También damos por sentado algunos aspectos del mundo laboral que evidenciarían la necesidad, mayor si cabe, de introducir una renta básica: el creciente fenómeno de los trabajadores pobres; las circunstancias extremadamente precarias de buena parte de la clase trabajadora; la alta probabilidad de una mayor mecanización y robotización que acarrearían, obviamente, un aumento del desempleo no compensado por la creación de nuevos puestos de trabajo; y drásticos cambios en las relaciones laborales (o su desaparición). No es necesario decir que estos tres asuntos están estrechamente relacionados.
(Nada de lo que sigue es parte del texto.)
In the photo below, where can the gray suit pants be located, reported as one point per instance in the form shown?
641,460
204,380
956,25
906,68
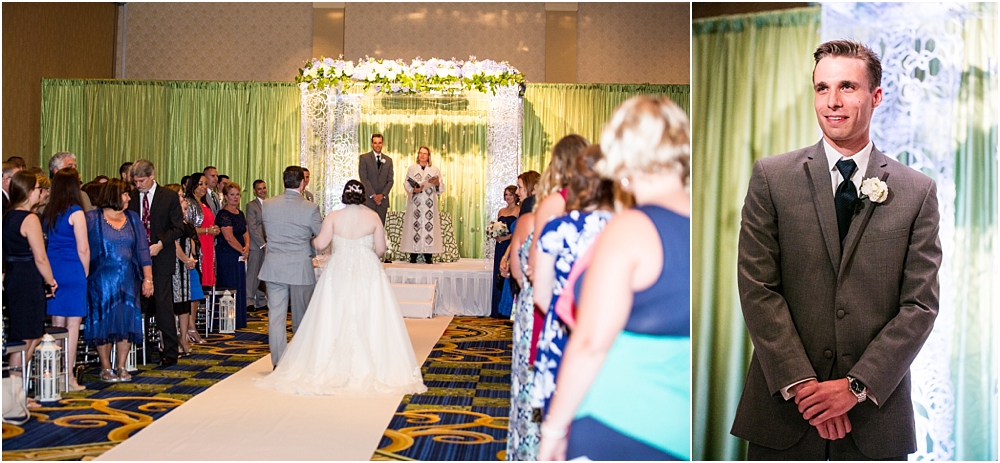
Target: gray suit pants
278,296
254,294
812,447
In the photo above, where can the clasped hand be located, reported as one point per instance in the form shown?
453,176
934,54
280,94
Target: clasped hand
825,405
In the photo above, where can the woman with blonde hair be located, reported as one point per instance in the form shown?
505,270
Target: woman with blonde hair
422,221
28,279
551,189
628,359
66,228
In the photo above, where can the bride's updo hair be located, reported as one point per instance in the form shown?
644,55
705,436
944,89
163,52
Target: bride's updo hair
354,193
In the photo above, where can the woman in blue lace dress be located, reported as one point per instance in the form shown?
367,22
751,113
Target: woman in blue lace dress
627,365
507,215
120,270
69,255
232,251
589,204
522,435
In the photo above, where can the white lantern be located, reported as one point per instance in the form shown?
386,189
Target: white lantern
48,360
227,313
130,360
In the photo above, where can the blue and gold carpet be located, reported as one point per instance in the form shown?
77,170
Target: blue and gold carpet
462,416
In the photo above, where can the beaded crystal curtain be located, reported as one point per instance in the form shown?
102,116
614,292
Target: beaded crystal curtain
921,48
336,126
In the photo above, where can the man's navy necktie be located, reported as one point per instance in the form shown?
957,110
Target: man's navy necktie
845,197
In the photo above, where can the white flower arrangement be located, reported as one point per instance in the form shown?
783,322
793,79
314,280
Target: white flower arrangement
497,229
874,189
433,75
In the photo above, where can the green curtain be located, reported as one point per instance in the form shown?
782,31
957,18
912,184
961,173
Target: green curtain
751,76
552,111
248,130
454,129
974,267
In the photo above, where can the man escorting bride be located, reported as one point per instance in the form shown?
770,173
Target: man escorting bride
352,339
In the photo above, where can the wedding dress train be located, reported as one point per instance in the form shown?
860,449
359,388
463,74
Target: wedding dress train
352,339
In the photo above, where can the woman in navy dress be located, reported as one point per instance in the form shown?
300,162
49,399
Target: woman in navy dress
69,255
120,270
231,251
627,364
507,215
589,202
26,266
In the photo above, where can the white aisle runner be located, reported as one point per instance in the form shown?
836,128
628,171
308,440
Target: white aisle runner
236,420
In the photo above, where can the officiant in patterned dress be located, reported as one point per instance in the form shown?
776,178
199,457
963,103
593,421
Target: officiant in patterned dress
422,222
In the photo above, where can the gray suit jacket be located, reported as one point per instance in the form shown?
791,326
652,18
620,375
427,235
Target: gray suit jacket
291,223
376,180
813,311
255,225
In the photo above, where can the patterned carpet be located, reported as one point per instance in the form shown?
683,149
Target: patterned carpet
463,416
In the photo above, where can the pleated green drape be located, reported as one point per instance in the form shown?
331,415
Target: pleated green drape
248,130
752,94
454,129
552,111
974,267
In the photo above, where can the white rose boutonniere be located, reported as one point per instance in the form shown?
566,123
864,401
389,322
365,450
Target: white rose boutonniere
874,189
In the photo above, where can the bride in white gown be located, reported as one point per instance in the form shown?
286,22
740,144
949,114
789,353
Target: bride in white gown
352,339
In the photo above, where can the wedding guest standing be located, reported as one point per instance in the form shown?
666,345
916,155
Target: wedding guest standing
199,214
69,256
506,215
552,186
627,364
28,277
120,271
589,203
422,221
523,434
186,281
160,211
233,249
258,242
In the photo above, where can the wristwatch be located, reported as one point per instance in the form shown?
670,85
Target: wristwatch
857,388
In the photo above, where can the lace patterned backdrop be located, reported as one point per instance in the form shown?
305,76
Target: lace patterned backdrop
921,48
330,145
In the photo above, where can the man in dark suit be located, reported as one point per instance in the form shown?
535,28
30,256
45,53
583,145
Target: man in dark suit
375,172
9,169
838,261
160,211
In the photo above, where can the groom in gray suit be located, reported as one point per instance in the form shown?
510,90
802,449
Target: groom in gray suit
291,223
837,280
375,170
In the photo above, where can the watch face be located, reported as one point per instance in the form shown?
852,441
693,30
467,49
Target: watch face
856,386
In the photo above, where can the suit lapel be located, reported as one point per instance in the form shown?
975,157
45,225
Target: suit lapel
818,173
876,163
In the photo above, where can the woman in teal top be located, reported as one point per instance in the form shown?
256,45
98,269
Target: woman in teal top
624,381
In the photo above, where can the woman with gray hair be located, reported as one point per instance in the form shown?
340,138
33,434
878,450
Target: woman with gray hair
628,360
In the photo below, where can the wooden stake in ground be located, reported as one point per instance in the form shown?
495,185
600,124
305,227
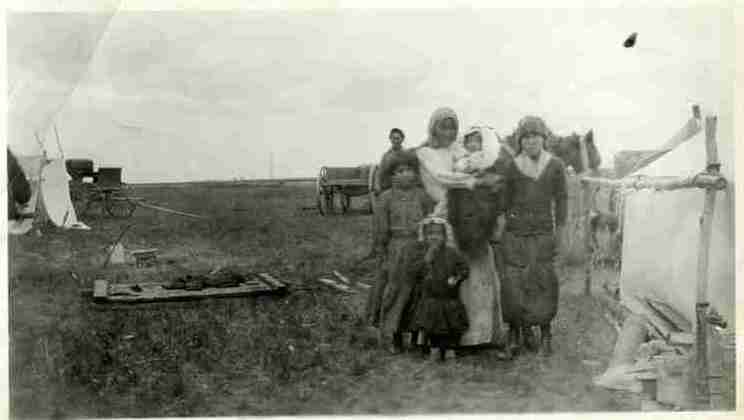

En un estudio de 2013 frecuentemente citado, The Future of Employment: How susceptible are Jobs to Computerisation?[3], Carl Benedikt Frey y Michael A. Osborne calcularon que para el año 2033 casi la mitad de los puestos trabajo actuales se habrían automatizado. Por esta misma razón, muchas de las personas que trabajan en el campo de la inteligencia artificial apoyan una renta básica. El experto en ciencia de datos Jeremy Howard ha afirmado que si no queremos que la mitad de la población mundial se muera de hambre por no aportar valor añadido, la mejor solución sería implementar una renta básica universal, basándose en la premisa de que todas las personas merecen una misma cantidad para vivir en condiciones dignas[4]. En otras palabras, la renta se disociaría del empleo.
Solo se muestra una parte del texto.